Finance costs, net in Q2 2014 were NIS 49 million (US$ 14 million), a decrease of 31%, compared with NIS 71 million in Q2 2013. The decrease was mainly a result of a decrease in interest expenses resulting from the lower level of average debt (see Funding and Investing Review below), as well as lower linkage expenses due to the lower CPI (Consumer Price Index) level, and a decrease in losses from foreign exchange movements.

Profit in Q2 2014 was NIS 46 million (US$ 13 million), an increase of 130% compared with profit in Q2 2013 of NIS 20 million.
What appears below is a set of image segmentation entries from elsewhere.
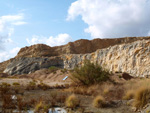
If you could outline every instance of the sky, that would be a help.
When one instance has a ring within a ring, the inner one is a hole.
[[[150,0],[0,0],[0,62],[33,44],[150,36]]]

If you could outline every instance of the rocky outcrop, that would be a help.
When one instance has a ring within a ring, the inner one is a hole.
[[[36,70],[49,68],[51,66],[64,67],[63,60],[59,57],[51,58],[18,58],[14,59],[4,70],[10,75],[29,74]]]
[[[111,72],[127,72],[132,76],[150,75],[150,40],[115,45],[89,54],[64,55],[64,68],[73,69],[85,59],[97,62]]]
[[[69,42],[63,46],[49,47],[44,44],[36,44],[22,48],[15,58],[20,57],[51,57],[62,54],[86,54],[95,52],[97,49],[103,49],[110,46],[131,43],[137,40],[150,39],[150,37],[127,37],[115,39],[94,39],[94,40],[77,40]]]
[[[4,72],[28,74],[50,66],[73,69],[82,65],[85,59],[97,62],[111,72],[150,75],[150,37],[79,40],[53,48],[33,45],[22,48]]]

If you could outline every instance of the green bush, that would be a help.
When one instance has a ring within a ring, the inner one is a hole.
[[[58,70],[59,68],[58,67],[55,67],[55,66],[51,66],[51,67],[49,67],[49,72],[51,72],[51,73],[56,73],[56,71]]]
[[[109,72],[98,64],[85,60],[82,67],[76,67],[72,73],[72,80],[82,85],[101,83],[109,79]]]

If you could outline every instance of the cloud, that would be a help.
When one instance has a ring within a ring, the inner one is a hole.
[[[12,42],[11,36],[14,33],[15,26],[27,24],[23,20],[24,14],[22,13],[0,16],[0,50],[3,50],[6,44]]]
[[[72,38],[69,34],[64,33],[64,34],[59,34],[55,37],[50,36],[49,38],[34,35],[34,36],[32,36],[31,40],[28,38],[26,40],[27,40],[28,44],[30,44],[30,45],[43,43],[43,44],[47,44],[47,45],[53,47],[53,46],[67,44],[68,42],[72,41]]]
[[[150,0],[77,0],[67,20],[81,16],[84,31],[93,38],[147,36],[150,31]]]
[[[19,52],[20,48],[19,47],[16,47],[16,48],[13,48],[12,50],[10,51],[3,51],[0,53],[0,62],[2,61],[6,61],[10,58],[13,58],[17,55],[17,53]]]
[[[12,23],[13,25],[24,25],[24,24],[27,24],[27,22],[23,22],[23,21],[19,21],[19,22],[14,22]]]

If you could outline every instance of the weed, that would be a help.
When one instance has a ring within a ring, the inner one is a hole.
[[[150,101],[150,88],[141,87],[135,91],[133,106],[140,109]]]
[[[125,96],[123,97],[124,100],[130,100],[130,99],[133,99],[134,97],[134,90],[128,90],[126,93],[125,93]]]
[[[66,102],[65,102],[65,104],[66,104],[66,106],[68,107],[68,108],[76,108],[77,106],[79,106],[79,99],[78,99],[78,97],[76,96],[76,95],[74,95],[74,94],[72,94],[72,95],[70,95],[67,99],[66,99]]]
[[[98,64],[86,60],[82,67],[76,67],[72,73],[72,80],[82,85],[101,83],[109,79],[109,72],[105,71]]]
[[[105,105],[105,99],[102,96],[97,96],[93,100],[93,106],[96,108],[104,107],[104,105]]]

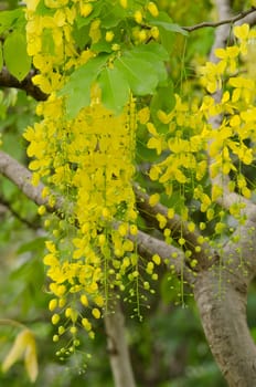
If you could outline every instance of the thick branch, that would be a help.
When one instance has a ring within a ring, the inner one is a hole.
[[[31,95],[36,101],[47,100],[47,95],[44,94],[38,86],[32,82],[32,77],[35,74],[33,70],[22,81],[18,81],[13,75],[9,73],[7,67],[2,67],[0,72],[0,87],[14,87],[24,90],[28,95]]]
[[[224,1],[224,3],[225,3],[225,1]],[[216,27],[224,25],[224,24],[233,24],[236,21],[244,19],[245,17],[247,17],[248,14],[250,14],[253,12],[256,12],[256,7],[252,7],[249,10],[243,11],[233,18],[227,17],[226,19],[223,19],[223,20],[217,21],[217,22],[204,21],[204,22],[195,24],[195,25],[182,27],[182,29],[188,31],[188,32],[193,32],[195,30],[200,30],[200,29],[205,28],[205,27],[216,28]]]
[[[220,270],[220,269],[218,269]],[[200,273],[194,297],[211,351],[230,387],[256,380],[256,347],[246,322],[246,289],[236,289],[217,271]]]
[[[135,387],[135,378],[126,342],[125,317],[118,300],[113,302],[113,311],[105,317],[108,355],[115,387]]]

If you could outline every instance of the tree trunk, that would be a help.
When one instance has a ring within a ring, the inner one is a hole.
[[[136,387],[126,341],[125,317],[118,300],[113,308],[105,316],[105,327],[115,387]]]
[[[228,386],[254,387],[256,346],[246,322],[247,286],[227,282],[224,271],[217,270],[200,273],[194,286],[203,328]],[[218,275],[223,275],[222,294]]]

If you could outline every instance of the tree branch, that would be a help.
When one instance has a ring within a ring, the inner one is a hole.
[[[115,387],[136,387],[126,342],[125,316],[119,300],[113,301],[104,322]]]
[[[199,30],[199,29],[202,29],[202,28],[205,28],[205,27],[216,28],[216,27],[224,25],[224,24],[233,24],[236,21],[238,21],[241,19],[244,19],[245,17],[247,17],[248,14],[250,14],[250,13],[253,13],[255,11],[256,11],[256,7],[252,7],[249,10],[243,11],[243,12],[238,13],[237,15],[235,15],[233,18],[228,17],[228,18],[223,19],[223,20],[217,21],[217,22],[204,21],[202,23],[194,24],[194,25],[191,25],[191,27],[182,27],[182,29],[188,31],[188,32],[193,32],[195,30]]]
[[[31,70],[29,74],[22,81],[18,81],[13,75],[10,74],[6,66],[0,72],[0,87],[14,87],[24,90],[28,95],[31,95],[36,101],[47,100],[47,95],[43,93],[32,82],[32,77],[35,75],[35,71]]]

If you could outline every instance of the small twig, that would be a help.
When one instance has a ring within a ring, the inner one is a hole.
[[[195,30],[203,29],[205,27],[216,28],[216,27],[220,27],[220,25],[223,25],[223,24],[233,24],[236,21],[238,21],[241,19],[244,19],[245,17],[247,17],[248,14],[250,14],[250,13],[253,13],[255,11],[256,11],[256,7],[252,7],[249,10],[243,11],[243,12],[238,13],[236,17],[233,17],[233,18],[230,18],[230,19],[221,20],[221,21],[217,21],[217,22],[204,21],[202,23],[194,24],[194,25],[191,25],[191,27],[182,27],[182,29],[188,31],[188,32],[193,32]]]
[[[19,81],[3,66],[0,72],[0,86],[24,90],[28,95],[31,95],[36,101],[47,100],[47,95],[33,84],[33,75],[35,75],[35,71],[31,70],[24,80]]]
[[[13,217],[17,218],[21,223],[24,223],[25,226],[28,226],[28,227],[29,227],[30,229],[32,229],[32,230],[38,230],[39,224],[38,224],[35,221],[30,221],[30,220],[23,218],[17,210],[14,210],[14,208],[12,208],[11,203],[10,203],[7,199],[0,197],[0,202],[1,202],[1,205],[3,205],[3,206],[13,215]]]

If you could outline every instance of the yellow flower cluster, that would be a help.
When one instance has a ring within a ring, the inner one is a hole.
[[[237,70],[241,56],[246,63],[248,46],[255,41],[256,31],[243,24],[234,28],[234,35],[233,46],[215,50],[218,62],[207,62],[200,70],[201,82],[209,93],[222,90],[220,102],[205,95],[202,102],[192,101],[189,104],[175,95],[175,105],[170,112],[158,111],[160,130],[150,122],[145,109],[138,112],[140,124],[148,128],[147,146],[154,149],[161,159],[152,165],[149,177],[161,182],[169,197],[173,187],[175,191],[180,189],[183,200],[184,191],[192,191],[193,199],[200,202],[200,210],[209,221],[216,216],[215,203],[223,195],[223,187],[214,186],[212,192],[203,189],[205,184],[202,184],[202,179],[206,178],[209,171],[212,178],[232,175],[234,178],[228,185],[230,190],[236,190],[245,198],[252,195],[243,167],[252,165],[255,158],[250,142],[256,138],[256,84],[255,77],[249,77],[246,71],[245,74],[238,73]],[[216,115],[224,119],[218,127],[212,127],[210,121]],[[210,170],[207,156],[211,157]],[[152,197],[152,206],[158,200]],[[181,200],[173,209],[186,220]],[[231,208],[232,216],[238,218],[238,212]],[[162,221],[159,224],[164,227]],[[216,223],[216,234],[223,232],[222,224],[222,221]]]
[[[125,8],[126,2],[121,1]],[[92,103],[73,119],[65,114],[64,97],[57,91],[68,72],[93,53],[79,51],[73,38],[77,17],[87,18],[94,1],[28,0],[28,52],[39,73],[34,84],[49,94],[38,104],[41,121],[28,127],[28,156],[32,157],[33,184],[43,179],[63,196],[64,220],[53,221],[53,239],[46,242],[44,264],[52,280],[52,323],[58,325],[54,342],[70,332],[78,345],[77,326],[93,337],[92,324],[107,308],[109,290],[124,290],[124,275],[138,281],[136,240],[137,212],[131,179],[135,172],[136,106],[132,96],[120,115],[100,103],[100,91],[92,87]],[[90,22],[94,42],[100,33],[98,20]],[[106,39],[110,41],[111,35]],[[45,189],[43,195],[49,196]],[[54,198],[51,199],[54,205]],[[44,209],[39,209],[44,213]],[[45,226],[50,229],[51,221]],[[74,296],[76,294],[76,297]],[[87,311],[87,312],[86,312]],[[76,344],[74,344],[76,343]]]

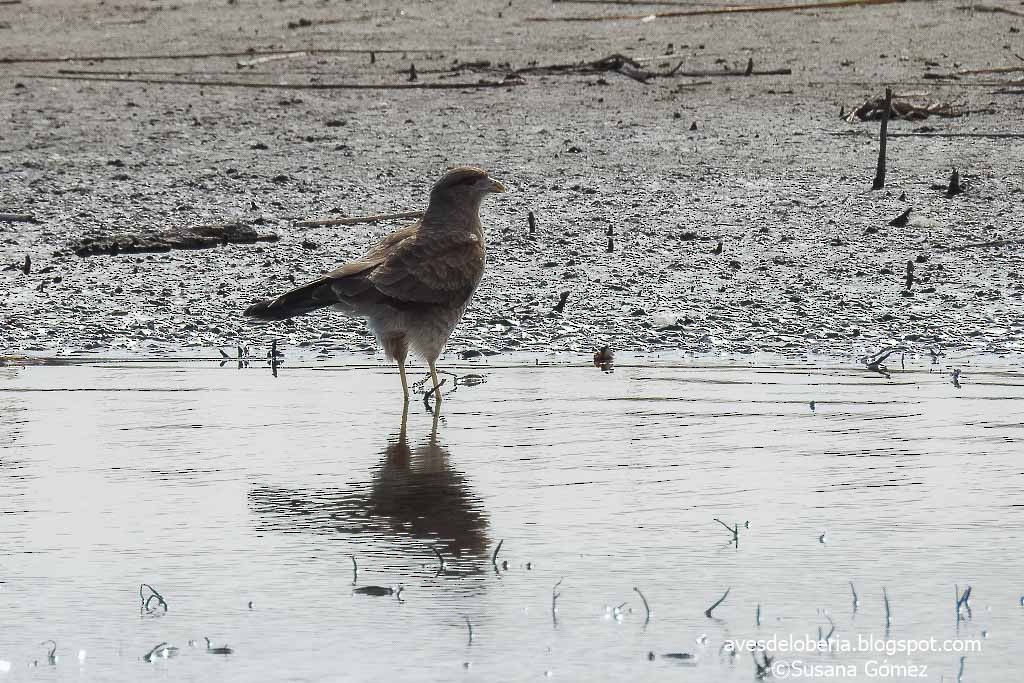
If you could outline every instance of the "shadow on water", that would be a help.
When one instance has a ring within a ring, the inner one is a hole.
[[[412,539],[439,551],[446,575],[484,571],[487,517],[465,475],[438,441],[438,411],[429,435],[410,445],[408,409],[388,437],[369,484],[325,488],[259,486],[249,494],[267,529],[328,536]],[[424,549],[426,550],[426,549]]]

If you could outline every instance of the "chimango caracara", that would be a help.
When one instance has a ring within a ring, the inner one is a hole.
[[[449,171],[430,190],[418,222],[395,230],[360,258],[319,280],[253,304],[246,315],[282,321],[333,306],[366,318],[388,358],[398,362],[409,400],[406,356],[412,348],[434,364],[480,284],[486,249],[480,203],[505,186],[476,168]]]

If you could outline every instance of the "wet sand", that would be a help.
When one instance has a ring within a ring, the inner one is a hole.
[[[965,677],[1015,681],[1024,378],[948,364],[472,364],[404,436],[393,370],[347,360],[0,369],[4,677],[43,675],[53,639],[46,675],[104,681],[750,681],[727,639],[884,638],[884,588],[891,638],[979,641]],[[402,601],[353,594],[350,555]],[[142,582],[166,613],[140,615]]]

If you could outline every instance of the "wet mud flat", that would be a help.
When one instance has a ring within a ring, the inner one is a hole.
[[[0,5],[0,347],[369,350],[358,322],[240,311],[397,225],[302,220],[421,209],[474,163],[513,191],[454,350],[1019,352],[1024,17],[1000,6]],[[879,124],[850,115],[886,86],[930,114],[889,123],[870,191]],[[276,242],[130,253],[197,226]]]
[[[1019,369],[538,360],[0,368],[0,677],[1018,680]]]

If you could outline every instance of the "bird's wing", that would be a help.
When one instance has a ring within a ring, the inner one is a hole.
[[[359,258],[353,261],[348,261],[347,263],[335,268],[331,272],[324,275],[324,278],[334,281],[343,281],[346,278],[366,273],[367,270],[376,268],[386,262],[402,243],[410,240],[410,238],[415,239],[419,229],[419,223],[413,223],[412,225],[398,228],[378,242],[377,245]]]
[[[397,245],[367,280],[386,297],[417,304],[461,304],[483,274],[483,241],[475,236],[416,236]]]
[[[316,280],[296,287],[272,299],[255,303],[245,314],[266,321],[282,321],[343,302],[379,298],[367,276],[387,261],[402,243],[414,239],[419,223],[399,228],[381,240],[359,258],[349,261]]]

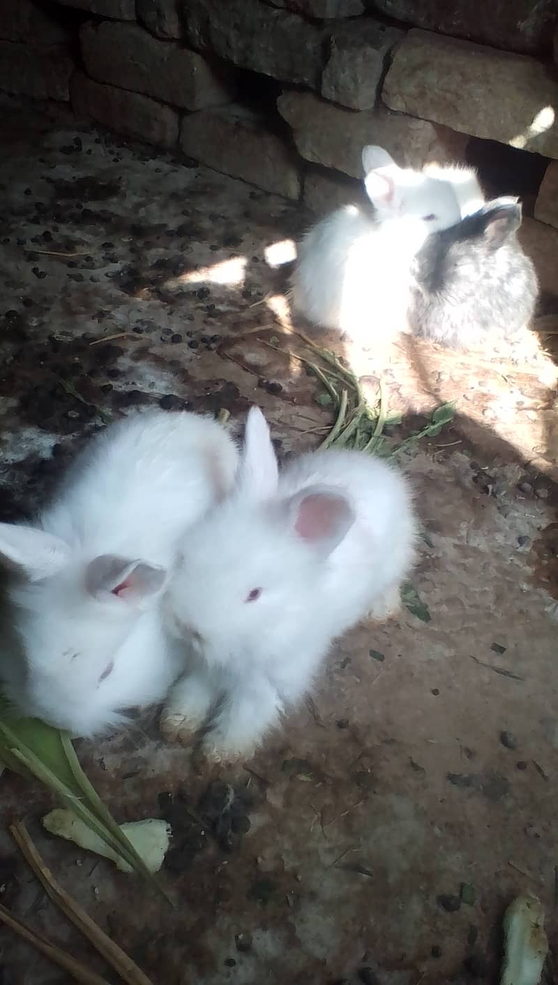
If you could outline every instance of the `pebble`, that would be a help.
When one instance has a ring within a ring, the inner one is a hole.
[[[471,978],[486,978],[488,975],[488,962],[482,954],[469,954],[464,965]]]
[[[436,896],[436,902],[438,906],[441,906],[446,913],[456,913],[461,909],[462,901],[459,896],[454,896],[451,893],[443,892],[439,896]]]
[[[514,735],[513,732],[501,732],[500,742],[502,743],[502,746],[504,746],[506,749],[518,748],[518,740],[516,739],[516,736]]]
[[[179,411],[182,409],[184,401],[174,393],[167,393],[161,397],[158,406],[163,411]]]
[[[362,985],[380,985],[378,975],[367,965],[358,969],[358,977],[362,982]]]
[[[237,934],[234,938],[234,943],[236,945],[236,950],[240,953],[246,953],[248,951],[252,950],[252,935],[251,934]]]

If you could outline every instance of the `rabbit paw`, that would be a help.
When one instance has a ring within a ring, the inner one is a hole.
[[[167,742],[179,746],[188,746],[195,735],[196,725],[180,712],[172,712],[165,708],[158,720],[159,732]]]
[[[165,739],[181,745],[189,743],[206,721],[214,699],[215,693],[204,677],[189,674],[181,678],[170,691],[159,719]]]
[[[400,586],[395,585],[386,589],[385,592],[382,592],[381,595],[378,595],[374,599],[368,612],[368,618],[375,620],[377,623],[383,623],[385,620],[391,619],[392,616],[396,616],[401,607]]]

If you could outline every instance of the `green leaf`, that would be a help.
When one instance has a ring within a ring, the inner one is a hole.
[[[450,421],[453,421],[456,416],[456,405],[452,401],[449,404],[440,404],[433,412],[430,418],[433,425],[440,425],[442,427],[444,425],[449,425]]]
[[[431,620],[430,611],[426,603],[420,598],[414,585],[407,583],[402,588],[402,602],[405,609],[408,609],[411,616],[416,616],[422,623],[429,623]]]
[[[427,545],[427,547],[429,548],[434,547],[434,542],[427,530],[423,530],[420,536],[422,537],[422,540]]]
[[[82,769],[68,733],[37,718],[19,717],[2,694],[0,762],[28,780],[39,780],[169,901]]]
[[[320,407],[330,407],[333,402],[334,398],[331,393],[319,393],[316,397],[316,403],[319,404]]]

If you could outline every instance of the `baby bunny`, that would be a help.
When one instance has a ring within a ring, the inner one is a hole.
[[[471,170],[398,167],[381,147],[365,147],[362,165],[375,211],[343,206],[310,230],[298,246],[290,296],[313,324],[365,344],[406,327],[415,253],[430,233],[481,204],[482,193]]]
[[[417,335],[462,349],[489,336],[514,341],[534,311],[534,267],[517,238],[522,207],[515,198],[430,236],[414,263],[409,326]]]
[[[217,759],[253,751],[310,687],[336,636],[399,609],[414,540],[398,472],[362,452],[318,451],[279,476],[252,408],[235,488],[188,536],[162,604],[169,632],[193,650],[163,732],[182,737],[215,710],[205,751]]]
[[[236,465],[217,422],[137,414],[78,456],[34,526],[0,524],[0,678],[22,714],[91,736],[162,698],[182,659],[158,615],[167,570]]]

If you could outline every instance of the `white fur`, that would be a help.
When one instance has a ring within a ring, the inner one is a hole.
[[[222,698],[205,740],[218,755],[250,751],[277,724],[336,636],[367,615],[390,615],[413,561],[415,521],[397,471],[332,450],[302,455],[278,480],[272,455],[254,408],[237,486],[192,531],[162,606],[169,631],[194,653],[164,716],[196,729]],[[304,504],[312,522],[327,509],[331,528],[310,539],[297,532]],[[246,601],[256,588],[260,598]]]
[[[414,256],[482,204],[468,168],[401,168],[379,147],[365,147],[362,163],[374,214],[348,205],[317,223],[298,246],[290,295],[313,324],[361,344],[406,329]]]
[[[167,570],[236,465],[215,421],[137,414],[78,456],[34,528],[0,524],[0,555],[16,570],[0,677],[21,712],[88,736],[162,698],[182,660],[158,614]]]

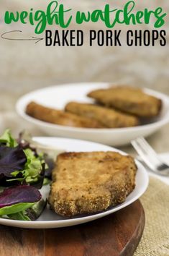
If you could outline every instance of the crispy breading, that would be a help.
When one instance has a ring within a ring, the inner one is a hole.
[[[35,102],[29,103],[26,113],[37,119],[51,124],[73,127],[104,128],[104,126],[95,119],[47,108]]]
[[[88,96],[106,106],[142,117],[156,116],[162,108],[160,99],[129,86],[96,90],[89,93]]]
[[[94,213],[125,201],[135,187],[134,159],[115,152],[64,153],[53,170],[49,202],[56,213]]]
[[[134,127],[139,124],[139,119],[135,116],[94,104],[70,102],[65,109],[81,116],[94,119],[108,128]]]

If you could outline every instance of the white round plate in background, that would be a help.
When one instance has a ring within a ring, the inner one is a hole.
[[[40,143],[57,147],[58,149],[65,150],[65,151],[117,151],[119,152],[120,153],[125,154],[120,150],[109,146],[83,140],[56,137],[35,137],[34,140]],[[28,229],[60,228],[81,224],[113,213],[137,200],[145,192],[148,186],[149,179],[146,170],[140,162],[136,161],[136,163],[137,165],[138,170],[136,175],[135,189],[130,195],[127,196],[126,201],[119,205],[111,207],[109,208],[109,210],[101,213],[93,215],[86,215],[83,216],[79,216],[78,217],[75,216],[73,218],[65,218],[60,216],[50,210],[48,206],[42,213],[42,216],[36,221],[14,221],[0,218],[0,224]],[[49,192],[50,186],[43,187],[41,192],[44,198],[47,197]]]
[[[169,97],[149,89],[143,90],[145,93],[163,101],[163,111],[150,124],[135,127],[116,129],[70,127],[40,121],[25,113],[27,105],[32,101],[58,109],[64,109],[65,104],[70,101],[93,103],[93,101],[86,96],[87,93],[98,88],[109,88],[109,85],[108,83],[77,83],[35,90],[22,96],[18,101],[17,111],[25,120],[37,126],[49,135],[90,140],[116,147],[127,145],[137,137],[150,135],[169,122]]]

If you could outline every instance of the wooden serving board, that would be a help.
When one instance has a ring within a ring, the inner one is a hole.
[[[55,229],[0,226],[1,256],[132,256],[145,226],[139,200],[109,216]]]

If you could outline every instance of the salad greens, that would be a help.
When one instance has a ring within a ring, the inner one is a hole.
[[[40,216],[47,202],[38,189],[47,183],[47,169],[43,154],[4,132],[0,137],[0,218],[35,221]]]

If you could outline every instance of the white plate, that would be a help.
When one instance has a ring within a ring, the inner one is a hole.
[[[125,154],[122,151],[115,148],[110,148],[101,144],[90,142],[83,140],[76,140],[73,139],[63,139],[55,137],[36,137],[35,140],[46,145],[57,146],[59,148],[63,148],[66,151],[74,152],[88,152],[88,151],[117,151]],[[136,176],[136,187],[134,191],[127,197],[124,202],[116,207],[111,207],[108,210],[105,210],[100,213],[83,216],[81,217],[65,218],[54,213],[47,208],[45,210],[42,216],[36,221],[12,221],[0,218],[0,224],[12,226],[21,228],[29,229],[52,229],[69,226],[73,225],[81,224],[86,222],[91,221],[97,218],[106,216],[109,214],[114,213],[124,207],[130,205],[137,200],[146,190],[148,186],[148,175],[142,164],[137,161],[138,171]],[[42,191],[44,197],[48,195],[50,187],[45,187]]]
[[[169,121],[169,98],[152,90],[144,89],[145,93],[161,98],[163,102],[160,116],[149,124],[136,127],[118,129],[75,128],[49,124],[35,119],[25,114],[27,105],[35,101],[43,106],[63,109],[71,101],[93,102],[86,94],[97,88],[107,88],[107,83],[79,83],[57,85],[32,92],[22,97],[17,103],[17,113],[28,121],[37,125],[51,136],[86,140],[111,146],[121,146],[129,143],[139,136],[146,137],[162,127]]]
The increase in profit reflects both the increase in Adjusted EBITDA and the lower finance costs, net.

Based on the weighted average number of shares outstanding during Q2 2014, basic earnings per share or ADS, was NIS 0.30 (US$ 0.08), an increase of 131% compared to NIS 0.13 in Q2 2013.

The effective tax rate for Q2 2014 was 33%, compared with 35% in Q2 2013. The decrease in the effective tax rate was mainly due to the lower percentage of unrecognized expenses than in the comparable quarter last year, due to the increase in profit before tax.

Cellular Segment Operational Review

At the end of the second quarter 2014, the Company's cellular subscriber base (including mobile data and 012 Mobile subscribers) was approximately 2.91 million, including approximately 2.14 million Post-Paid subscribers or 73% of the base, and approximately 776 thousand Pre-Paid subscribers, or 27% of the subscriber base.

During the second quarter of 2014, the cellular subscriber base declined by approximately 22,000 subscribers. While the Pre-Paid subscriber base decreased by approximately 23,000 subscribers, the Post-Paid subscriber base increased by approximately 1,000 subscribers.

The quarterly churn rate for cellular subscribers in Q2 2014 was 11.4%, compared with 9.4% in Q2 2013 (and 11.6% in Q1 2014), with the increase compared with Q2 2013 reflecting the intense competition in the cellular market.

Total cellular market share (based on the number of subscribers) at the end of Q2 2014 was estimated to be approximately 29%, unchanged from the end of Q1 2014.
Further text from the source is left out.